Uncorrelated does not imply unrelated
Uncorrelated variables simply do not have the relationship that the correlation would have implied. They can still have other relations. A study designed to see do more informed American voters vote for Democrats or Republicans concluded that there is no correlation between being informed and voting for Democrat or Republican, which is correct. Except it turns out that the more informed voters were more polarized in their beliefs, uncorrelated but related.

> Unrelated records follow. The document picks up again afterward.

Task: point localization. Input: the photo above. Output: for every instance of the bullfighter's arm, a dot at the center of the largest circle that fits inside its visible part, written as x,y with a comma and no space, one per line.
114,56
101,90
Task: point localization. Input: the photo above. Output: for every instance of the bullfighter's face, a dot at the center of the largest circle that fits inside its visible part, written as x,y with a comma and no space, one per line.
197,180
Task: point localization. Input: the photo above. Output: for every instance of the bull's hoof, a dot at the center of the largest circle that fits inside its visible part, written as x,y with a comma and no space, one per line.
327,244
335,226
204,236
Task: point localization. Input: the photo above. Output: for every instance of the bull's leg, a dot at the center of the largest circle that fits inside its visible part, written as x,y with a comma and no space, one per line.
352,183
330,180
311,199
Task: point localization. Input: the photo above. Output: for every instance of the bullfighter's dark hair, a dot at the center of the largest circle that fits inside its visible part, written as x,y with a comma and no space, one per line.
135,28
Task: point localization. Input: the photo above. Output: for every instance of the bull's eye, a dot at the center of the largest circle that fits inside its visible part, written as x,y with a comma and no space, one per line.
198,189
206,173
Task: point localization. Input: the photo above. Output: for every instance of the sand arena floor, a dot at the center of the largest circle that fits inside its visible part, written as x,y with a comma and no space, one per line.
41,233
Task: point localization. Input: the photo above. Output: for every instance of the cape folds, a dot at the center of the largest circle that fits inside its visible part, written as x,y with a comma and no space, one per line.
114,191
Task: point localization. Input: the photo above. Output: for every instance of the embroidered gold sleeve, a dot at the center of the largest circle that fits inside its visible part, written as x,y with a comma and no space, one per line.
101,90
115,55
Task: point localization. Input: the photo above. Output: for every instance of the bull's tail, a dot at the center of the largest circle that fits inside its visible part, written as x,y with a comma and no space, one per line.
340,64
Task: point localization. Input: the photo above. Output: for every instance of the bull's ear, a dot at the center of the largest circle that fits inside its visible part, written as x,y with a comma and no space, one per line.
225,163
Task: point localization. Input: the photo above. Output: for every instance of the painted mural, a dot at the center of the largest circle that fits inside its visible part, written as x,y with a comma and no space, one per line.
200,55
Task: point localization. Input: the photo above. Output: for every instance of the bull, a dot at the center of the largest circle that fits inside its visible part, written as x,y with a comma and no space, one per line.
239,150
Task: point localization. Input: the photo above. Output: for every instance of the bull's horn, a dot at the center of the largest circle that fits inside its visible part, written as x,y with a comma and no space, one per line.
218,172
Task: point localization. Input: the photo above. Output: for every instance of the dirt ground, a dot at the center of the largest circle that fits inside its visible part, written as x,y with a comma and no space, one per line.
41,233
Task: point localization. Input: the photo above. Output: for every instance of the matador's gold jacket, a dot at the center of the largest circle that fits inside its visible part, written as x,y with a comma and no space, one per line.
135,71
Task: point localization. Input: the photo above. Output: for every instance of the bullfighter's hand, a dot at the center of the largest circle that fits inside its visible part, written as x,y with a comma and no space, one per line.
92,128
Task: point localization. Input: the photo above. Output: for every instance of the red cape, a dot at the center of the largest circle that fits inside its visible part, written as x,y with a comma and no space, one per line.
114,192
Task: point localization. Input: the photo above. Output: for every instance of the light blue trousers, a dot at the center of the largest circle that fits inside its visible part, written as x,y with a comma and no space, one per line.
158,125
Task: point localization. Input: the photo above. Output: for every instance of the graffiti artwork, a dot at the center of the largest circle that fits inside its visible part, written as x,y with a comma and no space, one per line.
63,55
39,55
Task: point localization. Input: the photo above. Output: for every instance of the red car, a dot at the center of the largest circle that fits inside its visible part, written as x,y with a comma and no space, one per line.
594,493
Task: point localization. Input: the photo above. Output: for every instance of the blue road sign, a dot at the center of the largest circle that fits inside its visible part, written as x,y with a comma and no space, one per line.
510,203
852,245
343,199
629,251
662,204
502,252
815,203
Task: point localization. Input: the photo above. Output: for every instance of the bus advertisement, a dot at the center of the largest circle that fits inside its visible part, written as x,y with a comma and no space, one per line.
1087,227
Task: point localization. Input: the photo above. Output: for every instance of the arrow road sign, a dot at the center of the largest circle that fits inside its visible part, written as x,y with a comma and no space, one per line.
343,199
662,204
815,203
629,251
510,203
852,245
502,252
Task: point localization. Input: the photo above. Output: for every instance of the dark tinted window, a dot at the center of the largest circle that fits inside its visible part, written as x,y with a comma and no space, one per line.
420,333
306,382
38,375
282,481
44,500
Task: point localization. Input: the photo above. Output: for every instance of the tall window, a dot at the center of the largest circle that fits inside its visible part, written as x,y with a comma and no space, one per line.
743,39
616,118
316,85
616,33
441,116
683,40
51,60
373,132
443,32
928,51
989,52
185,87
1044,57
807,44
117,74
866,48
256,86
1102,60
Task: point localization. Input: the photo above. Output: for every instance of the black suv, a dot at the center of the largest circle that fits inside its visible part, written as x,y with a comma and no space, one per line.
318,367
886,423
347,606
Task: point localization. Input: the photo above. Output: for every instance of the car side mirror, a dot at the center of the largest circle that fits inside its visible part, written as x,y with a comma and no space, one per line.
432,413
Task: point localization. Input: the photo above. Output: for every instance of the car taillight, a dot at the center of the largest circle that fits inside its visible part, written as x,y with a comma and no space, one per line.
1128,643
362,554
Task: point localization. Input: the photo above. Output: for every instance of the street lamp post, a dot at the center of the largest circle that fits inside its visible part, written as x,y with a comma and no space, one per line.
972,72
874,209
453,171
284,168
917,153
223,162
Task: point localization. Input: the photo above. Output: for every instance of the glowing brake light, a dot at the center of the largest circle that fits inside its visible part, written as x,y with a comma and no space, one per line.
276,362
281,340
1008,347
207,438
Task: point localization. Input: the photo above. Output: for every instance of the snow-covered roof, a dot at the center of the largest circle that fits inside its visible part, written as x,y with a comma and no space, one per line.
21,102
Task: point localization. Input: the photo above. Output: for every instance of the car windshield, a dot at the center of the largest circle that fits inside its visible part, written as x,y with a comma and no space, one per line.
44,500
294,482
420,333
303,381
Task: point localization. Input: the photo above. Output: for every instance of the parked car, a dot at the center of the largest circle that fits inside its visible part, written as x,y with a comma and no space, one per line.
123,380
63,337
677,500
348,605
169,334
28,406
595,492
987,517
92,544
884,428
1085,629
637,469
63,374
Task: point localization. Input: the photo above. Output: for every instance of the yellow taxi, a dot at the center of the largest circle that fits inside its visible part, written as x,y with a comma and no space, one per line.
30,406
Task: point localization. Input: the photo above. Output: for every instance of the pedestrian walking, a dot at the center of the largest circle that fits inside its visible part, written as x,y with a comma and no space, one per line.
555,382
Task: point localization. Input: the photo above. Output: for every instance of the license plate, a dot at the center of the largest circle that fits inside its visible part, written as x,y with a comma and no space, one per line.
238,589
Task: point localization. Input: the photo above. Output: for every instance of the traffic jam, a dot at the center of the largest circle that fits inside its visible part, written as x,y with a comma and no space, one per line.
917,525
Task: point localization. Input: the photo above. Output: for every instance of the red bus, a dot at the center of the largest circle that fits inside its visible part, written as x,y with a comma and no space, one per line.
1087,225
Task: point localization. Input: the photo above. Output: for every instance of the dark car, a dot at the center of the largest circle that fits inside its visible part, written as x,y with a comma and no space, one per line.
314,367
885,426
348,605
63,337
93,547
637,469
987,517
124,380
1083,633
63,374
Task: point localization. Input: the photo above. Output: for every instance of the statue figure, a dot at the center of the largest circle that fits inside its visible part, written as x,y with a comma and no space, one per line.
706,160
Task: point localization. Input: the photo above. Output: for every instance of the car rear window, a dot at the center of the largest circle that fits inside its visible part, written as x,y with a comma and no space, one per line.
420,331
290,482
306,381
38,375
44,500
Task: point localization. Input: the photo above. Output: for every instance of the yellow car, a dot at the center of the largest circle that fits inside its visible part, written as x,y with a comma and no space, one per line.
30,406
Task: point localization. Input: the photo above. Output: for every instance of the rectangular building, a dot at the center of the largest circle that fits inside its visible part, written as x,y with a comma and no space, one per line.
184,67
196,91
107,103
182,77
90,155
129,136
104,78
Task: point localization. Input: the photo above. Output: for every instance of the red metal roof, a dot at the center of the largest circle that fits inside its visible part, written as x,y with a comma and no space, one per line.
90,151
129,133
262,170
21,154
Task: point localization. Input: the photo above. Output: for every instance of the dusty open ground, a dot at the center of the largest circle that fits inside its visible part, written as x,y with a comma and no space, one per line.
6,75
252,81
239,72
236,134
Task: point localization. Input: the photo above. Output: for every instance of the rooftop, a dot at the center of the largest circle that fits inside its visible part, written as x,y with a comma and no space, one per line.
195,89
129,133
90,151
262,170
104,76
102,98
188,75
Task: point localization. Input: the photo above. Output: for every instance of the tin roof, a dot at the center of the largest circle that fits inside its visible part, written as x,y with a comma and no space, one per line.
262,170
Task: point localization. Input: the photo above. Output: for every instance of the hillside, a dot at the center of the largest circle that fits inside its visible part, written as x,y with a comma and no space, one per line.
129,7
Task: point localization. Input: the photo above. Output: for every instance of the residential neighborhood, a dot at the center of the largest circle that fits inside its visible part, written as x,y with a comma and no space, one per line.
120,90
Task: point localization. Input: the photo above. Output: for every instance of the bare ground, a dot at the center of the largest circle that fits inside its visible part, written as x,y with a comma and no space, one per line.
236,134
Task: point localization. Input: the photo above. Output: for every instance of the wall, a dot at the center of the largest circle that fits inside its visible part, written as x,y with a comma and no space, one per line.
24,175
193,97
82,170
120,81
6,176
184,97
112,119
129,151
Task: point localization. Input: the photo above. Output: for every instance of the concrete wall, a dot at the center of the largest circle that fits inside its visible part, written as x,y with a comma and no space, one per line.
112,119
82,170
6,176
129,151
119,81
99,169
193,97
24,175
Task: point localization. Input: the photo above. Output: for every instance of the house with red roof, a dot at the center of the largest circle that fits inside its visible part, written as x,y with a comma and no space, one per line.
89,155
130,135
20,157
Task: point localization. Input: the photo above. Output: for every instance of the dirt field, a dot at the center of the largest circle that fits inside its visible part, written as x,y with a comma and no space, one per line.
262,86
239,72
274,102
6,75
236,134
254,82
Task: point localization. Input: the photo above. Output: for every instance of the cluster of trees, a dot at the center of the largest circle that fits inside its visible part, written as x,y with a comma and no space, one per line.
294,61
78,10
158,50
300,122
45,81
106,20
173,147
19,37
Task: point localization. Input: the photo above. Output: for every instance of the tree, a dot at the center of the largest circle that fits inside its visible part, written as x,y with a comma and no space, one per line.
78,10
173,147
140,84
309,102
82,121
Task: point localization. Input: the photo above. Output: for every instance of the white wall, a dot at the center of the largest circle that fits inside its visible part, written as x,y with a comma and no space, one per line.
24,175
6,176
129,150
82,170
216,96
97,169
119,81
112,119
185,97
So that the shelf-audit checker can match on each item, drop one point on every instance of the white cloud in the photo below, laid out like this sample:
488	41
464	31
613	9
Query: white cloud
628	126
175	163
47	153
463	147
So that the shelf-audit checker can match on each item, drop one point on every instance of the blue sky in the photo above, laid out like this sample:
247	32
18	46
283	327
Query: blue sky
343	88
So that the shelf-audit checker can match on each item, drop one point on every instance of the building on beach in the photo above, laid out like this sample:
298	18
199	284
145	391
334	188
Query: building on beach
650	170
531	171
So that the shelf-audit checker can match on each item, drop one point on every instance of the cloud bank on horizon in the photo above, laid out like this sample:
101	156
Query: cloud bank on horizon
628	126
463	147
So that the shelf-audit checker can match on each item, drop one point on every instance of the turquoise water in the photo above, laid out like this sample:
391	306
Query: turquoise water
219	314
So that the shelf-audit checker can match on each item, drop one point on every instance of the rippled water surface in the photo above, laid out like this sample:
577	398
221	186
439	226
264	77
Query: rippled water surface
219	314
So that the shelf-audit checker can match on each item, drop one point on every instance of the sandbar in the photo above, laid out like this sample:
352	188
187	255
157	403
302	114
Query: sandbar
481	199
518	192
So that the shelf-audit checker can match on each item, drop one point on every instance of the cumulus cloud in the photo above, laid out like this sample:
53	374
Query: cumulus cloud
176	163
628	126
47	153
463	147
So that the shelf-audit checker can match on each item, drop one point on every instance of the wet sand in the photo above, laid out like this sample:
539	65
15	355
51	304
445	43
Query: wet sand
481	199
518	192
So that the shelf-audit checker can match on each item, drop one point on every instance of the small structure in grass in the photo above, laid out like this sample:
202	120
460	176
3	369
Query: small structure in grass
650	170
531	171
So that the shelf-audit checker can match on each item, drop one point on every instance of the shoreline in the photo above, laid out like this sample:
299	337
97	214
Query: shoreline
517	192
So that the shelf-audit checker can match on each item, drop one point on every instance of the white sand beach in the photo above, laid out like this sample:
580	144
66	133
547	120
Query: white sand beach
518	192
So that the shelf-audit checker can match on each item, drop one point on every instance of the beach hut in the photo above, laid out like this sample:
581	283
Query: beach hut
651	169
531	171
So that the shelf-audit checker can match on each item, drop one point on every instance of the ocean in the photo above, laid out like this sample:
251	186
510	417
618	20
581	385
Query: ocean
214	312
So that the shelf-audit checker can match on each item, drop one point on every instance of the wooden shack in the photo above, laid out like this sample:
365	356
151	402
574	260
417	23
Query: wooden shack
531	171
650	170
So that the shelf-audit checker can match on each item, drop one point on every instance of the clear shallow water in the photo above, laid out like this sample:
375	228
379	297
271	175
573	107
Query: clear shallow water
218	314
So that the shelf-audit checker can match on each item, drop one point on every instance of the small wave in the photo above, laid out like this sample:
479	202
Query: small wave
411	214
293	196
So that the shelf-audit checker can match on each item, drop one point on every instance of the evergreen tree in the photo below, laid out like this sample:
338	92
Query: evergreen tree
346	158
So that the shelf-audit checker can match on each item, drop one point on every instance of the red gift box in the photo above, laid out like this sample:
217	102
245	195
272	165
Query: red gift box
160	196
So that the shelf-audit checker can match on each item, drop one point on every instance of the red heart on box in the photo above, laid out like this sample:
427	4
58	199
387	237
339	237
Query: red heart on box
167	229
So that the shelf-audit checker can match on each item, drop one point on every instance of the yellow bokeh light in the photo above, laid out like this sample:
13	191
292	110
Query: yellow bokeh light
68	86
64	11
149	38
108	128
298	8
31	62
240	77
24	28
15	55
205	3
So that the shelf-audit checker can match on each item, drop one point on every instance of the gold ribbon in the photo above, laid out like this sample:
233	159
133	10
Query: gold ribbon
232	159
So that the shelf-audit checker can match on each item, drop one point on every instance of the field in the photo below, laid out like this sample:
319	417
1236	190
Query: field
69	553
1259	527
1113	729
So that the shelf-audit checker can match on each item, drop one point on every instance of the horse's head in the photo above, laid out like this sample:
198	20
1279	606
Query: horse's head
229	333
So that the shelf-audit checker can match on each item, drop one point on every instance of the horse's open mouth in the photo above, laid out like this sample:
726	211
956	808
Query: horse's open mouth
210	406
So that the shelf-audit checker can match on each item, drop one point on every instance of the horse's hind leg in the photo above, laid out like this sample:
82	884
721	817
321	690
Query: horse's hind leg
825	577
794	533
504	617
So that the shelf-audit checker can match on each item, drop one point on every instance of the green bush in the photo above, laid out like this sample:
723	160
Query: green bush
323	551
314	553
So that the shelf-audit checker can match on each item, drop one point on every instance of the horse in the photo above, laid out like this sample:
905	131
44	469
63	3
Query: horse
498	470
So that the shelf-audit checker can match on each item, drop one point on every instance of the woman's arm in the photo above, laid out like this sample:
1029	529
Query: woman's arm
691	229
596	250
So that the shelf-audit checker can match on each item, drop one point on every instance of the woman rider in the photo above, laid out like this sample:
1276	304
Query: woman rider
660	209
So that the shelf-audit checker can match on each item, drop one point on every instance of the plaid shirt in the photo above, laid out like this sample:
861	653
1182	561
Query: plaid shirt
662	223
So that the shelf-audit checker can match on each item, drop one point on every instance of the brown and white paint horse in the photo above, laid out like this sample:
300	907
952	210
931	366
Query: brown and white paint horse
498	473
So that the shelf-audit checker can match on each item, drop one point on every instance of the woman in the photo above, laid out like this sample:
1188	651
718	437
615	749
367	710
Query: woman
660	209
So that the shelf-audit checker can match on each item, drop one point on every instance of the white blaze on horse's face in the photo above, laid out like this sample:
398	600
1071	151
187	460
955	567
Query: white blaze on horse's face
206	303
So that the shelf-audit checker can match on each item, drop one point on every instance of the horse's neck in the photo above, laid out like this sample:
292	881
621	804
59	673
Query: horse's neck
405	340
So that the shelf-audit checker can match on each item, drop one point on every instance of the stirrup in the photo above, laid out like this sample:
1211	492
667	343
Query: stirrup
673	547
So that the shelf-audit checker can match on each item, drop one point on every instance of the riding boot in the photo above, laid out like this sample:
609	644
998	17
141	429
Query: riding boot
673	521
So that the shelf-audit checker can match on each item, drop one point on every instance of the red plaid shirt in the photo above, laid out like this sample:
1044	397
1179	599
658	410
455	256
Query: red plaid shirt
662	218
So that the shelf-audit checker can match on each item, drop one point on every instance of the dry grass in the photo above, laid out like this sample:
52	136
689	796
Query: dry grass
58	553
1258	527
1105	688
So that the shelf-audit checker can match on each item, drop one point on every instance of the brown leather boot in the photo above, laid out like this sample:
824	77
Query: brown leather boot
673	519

Berkson’s fallacy demonstrates that the spurious correlation between independent events can appear due to the bias in a study. For example, if 30% people suffer from diabetes and 40% suffer from heart diseases and they all end up in the hospital than a statistical analysis at the hospital will conclude that diabetes is negatively correlated with heart diseases even when no such correlation exists.
Polling rarely works when there are more than two options. Anything short of a simple majority in favor of one outcome generates a net statistically incoherent result. Whenever polled most Americans prefer smaller government than more taxes except when asked which social programs to cut, there is no consensus. The most extreme form of this is Condorcet Paradox where among three candidates, people prefer A over B, B over C, and C over A. Some systems like Australia’s instant run-off voting system tries to solve this by asking for a list of preferences except this kind of system can lead to a loss for a centrist candidate who is no one’s first preference. This is what happened in 2009 Burlington, Vermont elections which used the instant run-off voting system.
How a new choice impacts our behavior
When we are choosing between two choices A and B, a new less preferred choice C can tilt the balance between our preference between A and B, it is known as asymmetric domination effect. The effect exists not just in humans but has been observed even in animals. (ashishb’s note: The best example of this, not mentioned in the book, is the web-only pricing of Economist being really as web + print pricing of Economist)
2 Replies to “Book summary: How not to be wrong by Jordan Ellenberg”
I got deja Vu of limitations of probabilitic theories and invocation of information bias
I wish to buy this book but unable to find it online. I dont mind buying a PDF version. Please help me find one. Thank you.